Top 2 Ways to Balance Your Relationship
in Couple’s Therapy
When working in therapy with couples, a balance is attempted between togetherness and separateness. Too much togetherness kills passion and desire. Too much separateness creates too much distance and kills love. The main focus of couple’s therapy is to break too much togetherness also known as symbiosis. Symbiosis is normal in the beginning of a relationship. We bond over sameness.
When working in therapy with couples, a balance is attempted between togetherness and separateness. Too much togetherness kills passion and desire. Too much separateness creates too much distance and kills love.
The main focus of couple’s therapy is to break too much togetherness also known as symbiosis. Symbiosis is normal in the beginning of a relationship. We bond over sameness.
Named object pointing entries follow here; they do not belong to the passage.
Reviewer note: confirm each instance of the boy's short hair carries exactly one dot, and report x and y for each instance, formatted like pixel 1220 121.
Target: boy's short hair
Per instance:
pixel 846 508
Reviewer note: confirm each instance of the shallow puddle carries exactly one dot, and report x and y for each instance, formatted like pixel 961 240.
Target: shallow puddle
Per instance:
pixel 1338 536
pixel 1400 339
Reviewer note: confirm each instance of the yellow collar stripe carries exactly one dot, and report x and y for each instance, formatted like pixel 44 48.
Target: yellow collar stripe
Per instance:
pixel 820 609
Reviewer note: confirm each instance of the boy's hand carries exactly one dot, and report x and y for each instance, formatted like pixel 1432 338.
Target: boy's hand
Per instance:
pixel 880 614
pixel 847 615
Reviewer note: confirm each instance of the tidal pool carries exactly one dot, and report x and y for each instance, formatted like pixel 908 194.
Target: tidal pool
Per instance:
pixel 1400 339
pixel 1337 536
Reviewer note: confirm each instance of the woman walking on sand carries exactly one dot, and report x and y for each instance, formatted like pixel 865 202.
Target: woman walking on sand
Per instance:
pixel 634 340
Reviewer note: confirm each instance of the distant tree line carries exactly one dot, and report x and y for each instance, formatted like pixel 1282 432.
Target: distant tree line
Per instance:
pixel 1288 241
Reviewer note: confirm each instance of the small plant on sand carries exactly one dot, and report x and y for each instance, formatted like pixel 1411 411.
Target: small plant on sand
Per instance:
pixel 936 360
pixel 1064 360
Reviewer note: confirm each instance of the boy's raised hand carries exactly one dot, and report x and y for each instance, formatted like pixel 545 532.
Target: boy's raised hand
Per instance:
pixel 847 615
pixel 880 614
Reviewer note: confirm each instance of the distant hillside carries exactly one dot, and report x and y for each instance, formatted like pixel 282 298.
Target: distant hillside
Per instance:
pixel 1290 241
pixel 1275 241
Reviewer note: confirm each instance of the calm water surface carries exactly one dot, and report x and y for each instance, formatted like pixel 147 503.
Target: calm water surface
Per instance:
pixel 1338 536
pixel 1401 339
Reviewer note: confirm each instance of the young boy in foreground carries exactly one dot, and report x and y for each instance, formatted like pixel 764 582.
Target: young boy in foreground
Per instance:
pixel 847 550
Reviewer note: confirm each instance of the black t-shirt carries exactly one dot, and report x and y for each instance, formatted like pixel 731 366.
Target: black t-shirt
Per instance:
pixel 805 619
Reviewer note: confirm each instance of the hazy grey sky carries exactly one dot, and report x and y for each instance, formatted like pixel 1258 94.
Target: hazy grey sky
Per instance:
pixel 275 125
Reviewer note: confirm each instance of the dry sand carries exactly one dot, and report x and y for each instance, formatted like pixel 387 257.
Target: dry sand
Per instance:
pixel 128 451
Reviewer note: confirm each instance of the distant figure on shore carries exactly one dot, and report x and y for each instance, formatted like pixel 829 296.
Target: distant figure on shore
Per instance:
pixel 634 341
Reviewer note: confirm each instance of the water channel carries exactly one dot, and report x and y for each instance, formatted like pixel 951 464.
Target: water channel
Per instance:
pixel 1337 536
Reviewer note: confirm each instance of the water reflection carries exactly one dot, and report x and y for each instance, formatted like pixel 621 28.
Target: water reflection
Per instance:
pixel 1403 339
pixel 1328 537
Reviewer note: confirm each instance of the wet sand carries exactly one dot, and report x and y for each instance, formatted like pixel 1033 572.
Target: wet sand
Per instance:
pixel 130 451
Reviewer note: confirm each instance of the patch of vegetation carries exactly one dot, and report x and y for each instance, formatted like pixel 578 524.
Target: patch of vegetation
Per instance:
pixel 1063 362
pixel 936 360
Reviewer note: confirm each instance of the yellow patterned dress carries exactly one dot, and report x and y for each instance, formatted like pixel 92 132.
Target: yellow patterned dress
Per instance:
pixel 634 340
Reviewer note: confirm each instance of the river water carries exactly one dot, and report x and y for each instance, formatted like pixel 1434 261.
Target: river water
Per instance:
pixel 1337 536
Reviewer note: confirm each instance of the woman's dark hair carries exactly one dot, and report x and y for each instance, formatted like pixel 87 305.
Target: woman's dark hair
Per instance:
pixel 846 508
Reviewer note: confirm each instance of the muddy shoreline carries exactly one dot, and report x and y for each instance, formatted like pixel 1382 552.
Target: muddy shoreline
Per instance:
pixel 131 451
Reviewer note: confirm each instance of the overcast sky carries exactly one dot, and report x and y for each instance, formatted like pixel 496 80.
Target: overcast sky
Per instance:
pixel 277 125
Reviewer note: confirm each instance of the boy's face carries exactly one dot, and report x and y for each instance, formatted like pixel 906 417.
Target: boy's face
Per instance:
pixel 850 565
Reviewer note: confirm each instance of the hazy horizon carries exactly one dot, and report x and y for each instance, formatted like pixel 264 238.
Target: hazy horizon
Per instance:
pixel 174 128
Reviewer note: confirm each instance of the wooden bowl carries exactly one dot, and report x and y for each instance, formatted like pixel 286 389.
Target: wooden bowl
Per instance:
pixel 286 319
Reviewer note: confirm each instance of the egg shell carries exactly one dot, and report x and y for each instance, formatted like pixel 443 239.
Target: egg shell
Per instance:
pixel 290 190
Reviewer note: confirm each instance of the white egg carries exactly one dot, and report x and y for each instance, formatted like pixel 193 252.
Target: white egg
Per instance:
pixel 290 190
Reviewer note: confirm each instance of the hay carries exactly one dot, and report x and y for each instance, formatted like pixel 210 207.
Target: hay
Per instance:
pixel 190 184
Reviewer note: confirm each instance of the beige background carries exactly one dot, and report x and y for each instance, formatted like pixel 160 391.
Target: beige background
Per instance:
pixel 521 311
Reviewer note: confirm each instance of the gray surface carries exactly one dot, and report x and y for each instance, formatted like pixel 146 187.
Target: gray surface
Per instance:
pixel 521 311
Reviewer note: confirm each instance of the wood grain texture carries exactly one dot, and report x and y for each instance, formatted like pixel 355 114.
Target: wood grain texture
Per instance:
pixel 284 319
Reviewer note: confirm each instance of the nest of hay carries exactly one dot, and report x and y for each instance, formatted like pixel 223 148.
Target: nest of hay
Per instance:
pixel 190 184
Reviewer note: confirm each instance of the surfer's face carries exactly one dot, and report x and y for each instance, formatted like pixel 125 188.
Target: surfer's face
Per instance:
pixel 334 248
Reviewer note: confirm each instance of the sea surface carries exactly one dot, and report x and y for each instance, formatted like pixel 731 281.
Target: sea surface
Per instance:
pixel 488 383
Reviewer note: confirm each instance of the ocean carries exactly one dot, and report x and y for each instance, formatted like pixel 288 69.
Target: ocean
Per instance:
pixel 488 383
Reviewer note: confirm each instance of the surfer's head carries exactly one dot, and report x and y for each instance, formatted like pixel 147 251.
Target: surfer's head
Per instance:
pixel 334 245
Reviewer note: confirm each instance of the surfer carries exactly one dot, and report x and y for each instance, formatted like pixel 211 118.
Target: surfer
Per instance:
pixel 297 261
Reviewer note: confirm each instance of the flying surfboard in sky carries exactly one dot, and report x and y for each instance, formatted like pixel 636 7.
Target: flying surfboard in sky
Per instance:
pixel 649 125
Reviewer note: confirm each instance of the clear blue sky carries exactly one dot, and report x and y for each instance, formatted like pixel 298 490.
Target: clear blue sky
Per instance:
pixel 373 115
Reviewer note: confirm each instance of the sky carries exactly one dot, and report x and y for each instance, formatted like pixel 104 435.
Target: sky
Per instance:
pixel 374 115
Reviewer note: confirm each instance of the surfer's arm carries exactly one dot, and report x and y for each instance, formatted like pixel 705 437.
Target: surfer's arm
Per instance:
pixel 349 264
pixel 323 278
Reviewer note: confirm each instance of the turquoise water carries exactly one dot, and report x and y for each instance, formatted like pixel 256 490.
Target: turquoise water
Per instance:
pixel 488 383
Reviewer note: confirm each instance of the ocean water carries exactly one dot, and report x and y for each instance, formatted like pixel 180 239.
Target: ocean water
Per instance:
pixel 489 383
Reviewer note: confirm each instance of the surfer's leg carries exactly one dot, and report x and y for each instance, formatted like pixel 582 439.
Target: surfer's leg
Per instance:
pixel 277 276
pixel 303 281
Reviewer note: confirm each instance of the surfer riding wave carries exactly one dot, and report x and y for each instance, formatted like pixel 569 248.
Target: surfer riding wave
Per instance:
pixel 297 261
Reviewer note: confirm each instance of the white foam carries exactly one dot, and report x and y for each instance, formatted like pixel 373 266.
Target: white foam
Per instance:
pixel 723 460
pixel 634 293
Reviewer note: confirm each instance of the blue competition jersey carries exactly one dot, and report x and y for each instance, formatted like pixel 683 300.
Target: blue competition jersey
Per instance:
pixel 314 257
The goal of couple’s therapy is to learn to understand that, “I am separate from you but still able to connect”. You and your partner need to realize that you are very different human beings and that you are not going to die nor is your relationship living within those differences.
#1 Way To Balance Your Relationship In Couple’s Therapy: Separateness
In couple’s therapy you’ll learn your need to recognize who your partner is, separate from you. After the symbiotic time of romantic love, back when you were bonding over everything you have in common, , your ongoing relationship requires your realizing that your partner is different from you. Real love cannot begin until symbiosis ends. Your partner thinks, acts, and talks differently than you—and should! But both of you can exist within those differences.
Here are some typical symbiotic statements I hear in Couples Therapy:
- “I am [or should be] in your awareness at all times.”
- “I am your one and only.”
- “I know you want me.”
- “You know [or should know] what I want.”
- “We want the same things and if we don’t that is bad.”
In couple’s therapy, I initiate a conversation about something that the partners doesn’t agree about. I let one of them talk while the other listens without interruption or disagreeing. Then, after the other partner shares in the same way, I ask them both to acknowledge that inasmuch as each has a different perspective, neither one is “right” or “wrong.” This is difficult, takes time to learn and become comfortable in doing, but it’s the most crucial step in every relationship. It’s better to feel connected than to be in the right! Once you acknowledge differences, then solutions can surface and you can make healthy decisions that will work for the relationship.
#2 Way To Balance Your Relationship in Couples Therapy: Togetherness
At the beginning of any relationship—a time for bonding and attaching—togetherness is easy. You will focus on everything you have in common. But here are some examples I hear in couples therapy of destructive symbiotic thinking:
- “You think [or ought to think] the way I feel.”
- “You must feel the way I feel.”
- “You must want exactly what I want.”
- “You see things the same way I do.”
- “You hear and understand what I hear.”
- “Your tastes are identical to mine.”
- “You experience life the same way I do.”.
The way to escape symbiosis while still creating togetherness is to create a mutual vision. In couple’s therapy, we achieve that mutual vision by having both partners create an exhaustive list of everything they personally want within the relationship. Each list needs to be very specific, positive and measurable. After making their lists, the partners each read theirs to the other. Together they create a third list we call their mutual vision, consisting only of items that both agree on. If one partner’s list has any person, goal, or value that the other doesn’t agree to, then it’s not included on their mutual vision list.
This honors sameness, not symbiosis and gives each partner time and freedom to enjoy togetherness—where they both honestly agree.